# garmin, which one



## fishingguy (Jan 5, 2006)

Looking to buy a new plotter. Down to two, each are preloaded. One with the inland lakes and the other with the coastal waterways versions. I found a demo for the inland lakes and it has contours, lights, buoys and reefs for erie (along with mosquito). I can't find a demo for the coastal, I am led to believe it has lake erie by some, and others say no. Which is it? Anyone know?


----------



## SPOONFEEDER (Jul 6, 2006)

Not sure on what models your looking at, but I just picked up the 3210. It is listed to have coastal G2 charts, It does have all the details for Lake Erie but not inland laked.

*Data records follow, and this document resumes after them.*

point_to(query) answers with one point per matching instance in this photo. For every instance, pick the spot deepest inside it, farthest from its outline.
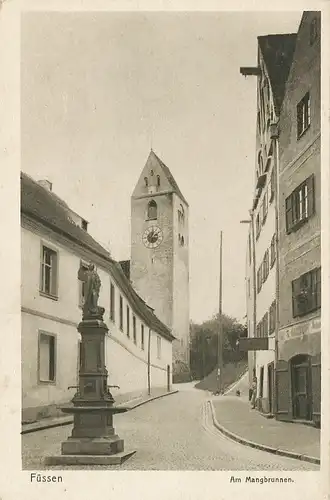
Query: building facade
(274, 58)
(159, 267)
(55, 243)
(299, 336)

At least it did not have Indian Lake charts. Not sure if that helps.


----------



## fishingguy (Jan 5, 2006)

535 has the inland lakes preloaded. It has the contour lines, and buoys and such. It is not G2 vision. The other I can't remember the model, has a 4 in the middle number. It is preloaded with the coastal g2 vision. I really don't know if I need all that fancy stuff. I just want contours mainly. Another plus to the 535 is it also has mosquito on it. I go there a few times every year so I could us it.


----------



## Guiddo (Mar 29, 2005)

I just purchased the 541 - it has the coastal charts, which include Erie - got it at South Shore Marine - they have demo cart that gives you a chance to see it in action


----------